In the last few weeks I’ve had conversations with a couple of different people about their sites not using ETags correctly. This led me to wonder how many of the top sites on the web have a similar problem.
I downloaded the list of top U.S. sites from Quantcast and wrote a simple PHP script to see which of them included an ETag header in their HTTP response. I ran checks on the top 1,000 sites from that list. Of those 136 included an ETag header in the response. Here are some of the interesting points from those 136:
– 9 of them indicated they were weak validators ( W/ )
– 2 had values of “”
– 1 had a completely empty value
– most used double quotes around the entire value, 6 didn’t use quotes at all
– 1 used a date value of “Sun, 17 Jul 2011 17:14:09 -0400”

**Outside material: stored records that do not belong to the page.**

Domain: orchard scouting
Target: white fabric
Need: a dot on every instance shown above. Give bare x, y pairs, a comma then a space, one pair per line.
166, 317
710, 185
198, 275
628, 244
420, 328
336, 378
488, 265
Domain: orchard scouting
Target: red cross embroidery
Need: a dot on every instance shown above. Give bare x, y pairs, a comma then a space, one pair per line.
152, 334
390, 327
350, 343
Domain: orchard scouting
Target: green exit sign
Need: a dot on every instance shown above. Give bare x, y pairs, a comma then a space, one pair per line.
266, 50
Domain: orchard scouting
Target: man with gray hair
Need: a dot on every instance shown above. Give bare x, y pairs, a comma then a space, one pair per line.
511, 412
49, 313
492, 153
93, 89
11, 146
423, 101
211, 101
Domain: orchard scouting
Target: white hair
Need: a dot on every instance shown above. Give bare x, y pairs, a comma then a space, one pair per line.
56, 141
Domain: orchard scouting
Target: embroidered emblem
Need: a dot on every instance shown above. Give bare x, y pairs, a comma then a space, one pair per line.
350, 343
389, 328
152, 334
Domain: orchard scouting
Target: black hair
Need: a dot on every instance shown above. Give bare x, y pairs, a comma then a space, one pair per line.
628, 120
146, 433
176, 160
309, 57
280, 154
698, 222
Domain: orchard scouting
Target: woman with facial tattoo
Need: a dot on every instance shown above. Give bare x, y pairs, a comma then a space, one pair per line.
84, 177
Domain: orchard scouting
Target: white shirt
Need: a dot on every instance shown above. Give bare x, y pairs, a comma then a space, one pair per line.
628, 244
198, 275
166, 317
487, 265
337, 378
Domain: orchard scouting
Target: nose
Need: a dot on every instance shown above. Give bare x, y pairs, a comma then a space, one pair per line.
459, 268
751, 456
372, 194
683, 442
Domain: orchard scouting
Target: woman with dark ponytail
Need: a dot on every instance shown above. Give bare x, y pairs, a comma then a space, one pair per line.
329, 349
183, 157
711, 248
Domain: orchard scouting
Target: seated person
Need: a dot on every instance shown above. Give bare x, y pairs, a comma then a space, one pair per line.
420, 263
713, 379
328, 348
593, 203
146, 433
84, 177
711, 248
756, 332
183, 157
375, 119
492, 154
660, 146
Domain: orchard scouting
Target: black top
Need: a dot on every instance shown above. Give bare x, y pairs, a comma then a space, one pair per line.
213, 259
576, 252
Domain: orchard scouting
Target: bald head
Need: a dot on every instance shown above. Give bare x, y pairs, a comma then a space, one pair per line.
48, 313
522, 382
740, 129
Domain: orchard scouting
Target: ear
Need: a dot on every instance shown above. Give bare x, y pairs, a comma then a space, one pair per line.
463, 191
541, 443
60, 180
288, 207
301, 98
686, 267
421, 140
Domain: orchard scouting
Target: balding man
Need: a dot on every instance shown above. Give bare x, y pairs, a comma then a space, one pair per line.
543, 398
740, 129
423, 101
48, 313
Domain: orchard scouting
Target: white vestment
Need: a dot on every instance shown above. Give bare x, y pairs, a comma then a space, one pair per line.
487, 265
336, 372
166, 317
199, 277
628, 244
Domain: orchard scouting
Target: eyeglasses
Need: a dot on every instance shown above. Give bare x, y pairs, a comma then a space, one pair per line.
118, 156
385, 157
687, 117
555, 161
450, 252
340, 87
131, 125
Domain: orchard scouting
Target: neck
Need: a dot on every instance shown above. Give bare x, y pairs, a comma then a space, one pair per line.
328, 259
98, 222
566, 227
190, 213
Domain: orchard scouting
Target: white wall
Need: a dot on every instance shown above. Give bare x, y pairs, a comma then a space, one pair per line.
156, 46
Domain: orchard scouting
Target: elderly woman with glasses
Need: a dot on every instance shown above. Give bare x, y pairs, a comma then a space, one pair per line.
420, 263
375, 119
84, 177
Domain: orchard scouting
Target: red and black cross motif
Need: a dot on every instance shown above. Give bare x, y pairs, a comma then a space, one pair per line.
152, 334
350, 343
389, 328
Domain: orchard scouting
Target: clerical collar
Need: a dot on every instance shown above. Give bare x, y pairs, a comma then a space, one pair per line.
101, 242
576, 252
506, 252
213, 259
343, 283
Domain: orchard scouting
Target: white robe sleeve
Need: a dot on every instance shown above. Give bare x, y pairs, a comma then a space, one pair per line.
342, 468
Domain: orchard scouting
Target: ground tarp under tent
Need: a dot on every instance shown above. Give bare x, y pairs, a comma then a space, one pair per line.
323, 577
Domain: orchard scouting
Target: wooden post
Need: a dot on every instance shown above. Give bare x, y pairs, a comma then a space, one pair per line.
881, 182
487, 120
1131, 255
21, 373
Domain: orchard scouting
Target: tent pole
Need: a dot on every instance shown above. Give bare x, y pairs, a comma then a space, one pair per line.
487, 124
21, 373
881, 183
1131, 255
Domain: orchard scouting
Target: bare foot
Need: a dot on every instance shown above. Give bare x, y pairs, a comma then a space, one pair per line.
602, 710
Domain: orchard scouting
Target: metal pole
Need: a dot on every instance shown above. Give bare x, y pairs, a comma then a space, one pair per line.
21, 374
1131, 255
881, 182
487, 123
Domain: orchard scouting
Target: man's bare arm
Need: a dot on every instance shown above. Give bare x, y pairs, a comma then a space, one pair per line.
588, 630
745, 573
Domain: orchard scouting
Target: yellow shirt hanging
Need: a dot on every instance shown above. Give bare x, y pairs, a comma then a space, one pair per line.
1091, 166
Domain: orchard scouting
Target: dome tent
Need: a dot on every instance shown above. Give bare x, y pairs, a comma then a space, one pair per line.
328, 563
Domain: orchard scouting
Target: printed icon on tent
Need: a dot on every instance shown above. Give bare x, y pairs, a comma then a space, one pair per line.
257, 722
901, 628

Each response was checked for an ETag header, if it had one then another request was sent with the If-None-Match header, using the value of the ETag. For sites that are using ETags correctly they will detect this and send back a “304 Not Modified” status. Ultimately however I settled on four possible results for sites using ETags:
– WORKS ( ETAG_WORKS ) : does exactly what it should, returning “304 Not Modified” when appropriate
– WORKS, sort of, web server farm with different ETag values ( ETAG_WORKS_FARM ) : only does the right thing if you happen to hit the same backend web server repeatedly, which you can’t really control
– FAILS, the ETag value changes ( ETAG_FAILS_CHANGE ) : this is a failure where the site returns a different ETag value on every request, making it impossible to ever get a match
– FAILS, ignored If-None-Match ( ETAG_FAILS_IGNORE ) : the site consistently returns the same ETag value, but always forces a re-download of the resource even when a correct If-None-Match value is provided
The server farm situation is an interesting one. To test for that each time an ETag check request fails for a site I send another dozen requests to see if any of those succeed. That isn’t a perfect solution, all of the requests come from the same IP in a short period of time, so it is reasonable that some sites will send all of those requests to the same back end server in their farm. That said, this technique did get a few hits and was very easy to implement.
Here are the numbers for each of the possible categories, remember this is out of a total of 136:
– ETAG_WORKS : 54 ( 39.7% )
– ETAG_WORKS_FARM : 11 ( 8% )
– ETAG_FAILS_CHANGE : 24 ( 17.6% )
– ETAG_FAILS_IGNORE : 47 ( 34.5% )
Not exactly stellar results. More than half of the sites using ETags completely fail at using them correctly. To make matters even worse, the first site to use ETags correctly was ranked number #62 on the Quantcast list. There were 8 other sites ranked higher than that ( #5, #17, #35, #38, #48, #49, #51, and #55 ) that all failed. The good news in all of this: there is plenty of room for improvement.
The code (which is very basic) for running the survey is available at https://github.com/josephscott/etag-survey. That also contains the Quantcast list I used (downloaded 6 Sep 2011) and the results of the run (also dated 6 Sep 2011).
I need to look at the code for httparchive.org and see if this is something that could be easily added to their test suite. I’m hoping that the number of sites correctly using ETags will go up over time.